Non a caso sono stati duecento i medici che hanno manifestato dalle 10 davanti al ministero dell'Economia, armati di fischiette e bandiere. "Basta tagli alla sanità", recita uno striscione con un paio di forbici disegnate. «Se non risolviamo le criticità del nostro sistema sanitario, difficilmente salveremo la professione medica», dice senza giri di parole Costantino Troise, segretario Anaao Assomed, il maggior sindacato dei camici bianchi. «Stiamo protestando per i giovani che si avvicinano a questa
professione e per la loro condizione di lavoro». «Siamo al limite della sopravvivenza del sistema», gli fa eco Massimo Cozza, segretario nazionale della Fp Cgil medici. «Le condizioni di lavoro e la dilagante precarietà, il blocco dei contratti imposto da oltre quattro anni e la strisciante privatizzazione della sanità impongono una reazione. Bisogna utilizzare questo sciopero per spiegare che la nostra sanità non è né costosa né pletorica, che il contratto nazionale non è un privilegio, ma uno strumento per riformare e innovare la sanità».
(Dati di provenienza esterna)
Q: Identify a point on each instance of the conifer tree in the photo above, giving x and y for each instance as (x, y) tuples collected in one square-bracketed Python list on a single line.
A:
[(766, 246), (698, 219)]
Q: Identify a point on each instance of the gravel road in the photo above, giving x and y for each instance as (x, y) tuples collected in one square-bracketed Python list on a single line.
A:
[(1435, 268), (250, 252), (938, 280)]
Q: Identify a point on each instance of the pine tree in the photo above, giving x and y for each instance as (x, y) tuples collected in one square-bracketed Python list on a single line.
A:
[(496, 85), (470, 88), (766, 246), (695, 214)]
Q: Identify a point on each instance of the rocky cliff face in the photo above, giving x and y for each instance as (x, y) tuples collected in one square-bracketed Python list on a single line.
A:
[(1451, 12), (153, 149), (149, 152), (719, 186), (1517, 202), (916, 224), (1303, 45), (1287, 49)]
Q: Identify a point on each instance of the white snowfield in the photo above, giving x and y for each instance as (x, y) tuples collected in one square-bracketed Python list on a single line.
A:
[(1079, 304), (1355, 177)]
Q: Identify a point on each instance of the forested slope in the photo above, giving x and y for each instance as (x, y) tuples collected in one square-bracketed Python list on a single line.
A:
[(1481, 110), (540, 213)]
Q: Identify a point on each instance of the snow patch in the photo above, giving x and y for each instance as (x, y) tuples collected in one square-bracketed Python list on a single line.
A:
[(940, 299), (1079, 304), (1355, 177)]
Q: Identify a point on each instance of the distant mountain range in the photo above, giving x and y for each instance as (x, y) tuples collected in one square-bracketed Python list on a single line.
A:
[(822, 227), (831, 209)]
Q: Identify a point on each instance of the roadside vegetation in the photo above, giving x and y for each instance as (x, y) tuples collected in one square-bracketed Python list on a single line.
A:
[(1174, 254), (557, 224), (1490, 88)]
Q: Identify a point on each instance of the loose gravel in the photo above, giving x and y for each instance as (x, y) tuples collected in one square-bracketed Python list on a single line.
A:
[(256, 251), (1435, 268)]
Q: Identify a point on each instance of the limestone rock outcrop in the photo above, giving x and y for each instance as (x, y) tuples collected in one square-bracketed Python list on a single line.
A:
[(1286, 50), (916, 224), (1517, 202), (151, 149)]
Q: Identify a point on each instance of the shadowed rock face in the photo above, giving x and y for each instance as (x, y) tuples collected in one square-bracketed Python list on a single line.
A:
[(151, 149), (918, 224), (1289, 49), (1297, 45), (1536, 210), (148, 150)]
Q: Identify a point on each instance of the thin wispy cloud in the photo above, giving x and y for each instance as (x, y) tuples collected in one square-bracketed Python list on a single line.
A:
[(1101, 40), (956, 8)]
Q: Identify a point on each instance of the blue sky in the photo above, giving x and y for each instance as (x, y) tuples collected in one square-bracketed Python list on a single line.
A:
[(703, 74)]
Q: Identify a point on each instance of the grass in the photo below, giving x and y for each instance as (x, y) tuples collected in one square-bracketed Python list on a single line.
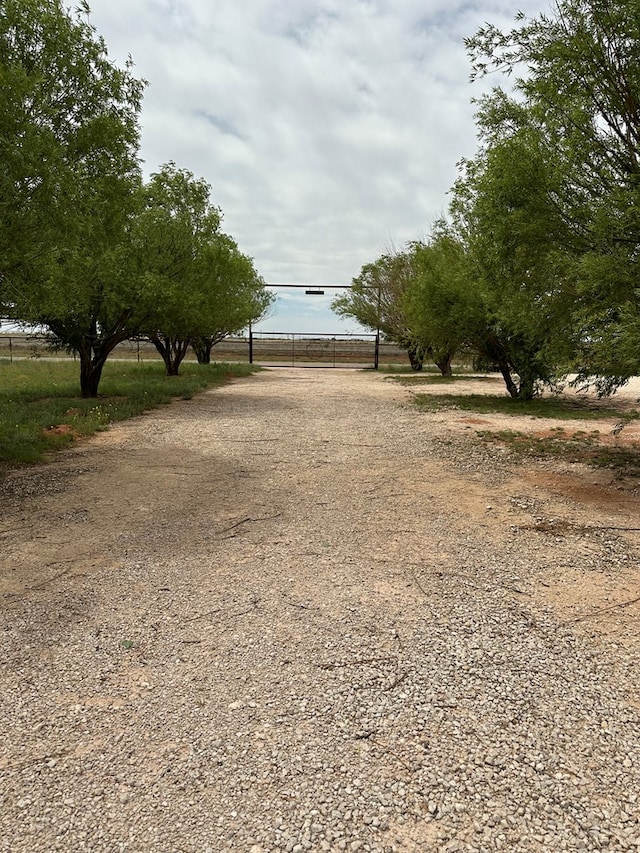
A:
[(579, 446), (560, 408), (575, 446), (41, 410), (437, 379)]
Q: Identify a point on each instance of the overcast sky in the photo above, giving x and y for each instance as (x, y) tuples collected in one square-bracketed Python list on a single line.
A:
[(329, 130)]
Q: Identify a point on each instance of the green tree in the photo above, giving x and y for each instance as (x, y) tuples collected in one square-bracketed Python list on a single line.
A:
[(515, 241), (206, 289), (69, 175), (438, 303), (377, 300), (582, 90)]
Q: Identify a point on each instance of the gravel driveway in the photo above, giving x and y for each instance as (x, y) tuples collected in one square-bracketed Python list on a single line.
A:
[(296, 614)]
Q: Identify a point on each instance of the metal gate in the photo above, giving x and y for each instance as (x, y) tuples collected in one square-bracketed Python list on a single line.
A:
[(279, 349)]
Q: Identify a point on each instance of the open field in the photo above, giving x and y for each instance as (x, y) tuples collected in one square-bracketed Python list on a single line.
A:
[(268, 348)]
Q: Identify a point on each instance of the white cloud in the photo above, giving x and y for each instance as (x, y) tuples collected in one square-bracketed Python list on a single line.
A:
[(328, 129)]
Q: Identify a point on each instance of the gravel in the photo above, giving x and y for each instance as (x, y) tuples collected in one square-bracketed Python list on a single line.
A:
[(310, 629)]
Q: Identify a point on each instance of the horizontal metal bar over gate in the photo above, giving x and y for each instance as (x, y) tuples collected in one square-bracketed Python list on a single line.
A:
[(314, 350)]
Dall'Economia nessuno ha ricevuto la delegazione di camici bianchi che chiedeva un incontro. L'unica risposta è arrivata finora dalla ministra Lorenzin che ha anche elogiato il «senso di responsabilità» dimostrato dai medici. «Non voglio entrare nel merito del mancato rinnovo del contratto - ha chiarito stamane - che rientra in un quadro più ampio che è quello del contratto del pubblico impiego, per il quale c'è un blocco. Punterei piuttosto l'attenzione sul cosiddetto "contratto a costo zero" che permette la riqualificazione della professione medica». In pratica, una rivisitazione della sola parte normativa e professionale, che potrebbe essere decisa all'interno del «Patto per la salute» su cui proprio il 18 luglio il Governo ha avviato il confronto con le Regioni , l'ennesima controparte per i medici e la dirigenza tutta del servizio sanitario pubblico. Una partita, quella del Patto, cruciale per affrontare il nodo delle risorse e dunque dello stesso futuro del servizio sanitario pubblico.

Disomogenea l'adesione allo sciopero nelle diverse aziende. Ma in Liguria l'assessore alla Salute Claudio Montaldo ha voluto incontrare i sindacati per ribadire punto per punto la condivisione delle motivazioni della protesta.

I camici bianchi, nell'attesa, rilanciano le loro richieste e auspicano che la politica «sia capace di recepire il segnale di allarme e difendere insieme il servizio sanitario pubblico e il valore sociale del lavoro di chi è deputato a tutelare un bene costituzionalmente protetto». Sostegno pieno dalla Federazione nazionale degli Ordini dei medici: «Occorre il coraggio e la responsabilità di altre e diverse politiche, che guardino ai professionisti come a una soluzione e non a un problema». Che considerino la sanità pubblica «non un mero capitolo di spesa sul quale intervenire con forbici grossolane» ma un settore strategico per il Paese.

Un appello per ora caduto nel vuoto. Se l'Esecutivo tace il Parlamento non si sbraccia. Si leva soltanto, in serata, la voce di Pierpaolo Vargiu (Scelta Civica), presidente della commissione Affari sociali della Camera: «I medici italiani hanno ragione: la politica deve fare scelte coraggiose, altrimenti è il disastro. Sarebbe davvero sbagliato se il Parlamento non ascoltasse il grido di dolore che viene oggi dallo sciopero dei medici. Non sono scesi in campo per difendere se stessi e i loro stipendi, ma perché l'Italia intera sappia che, se non si interviene per cambiare ciò che non
funziona nel nostro Ssn, rischiamo di rinunciare all'assistenza sanitaria universale ed equa, che è il nostro orgoglio civile».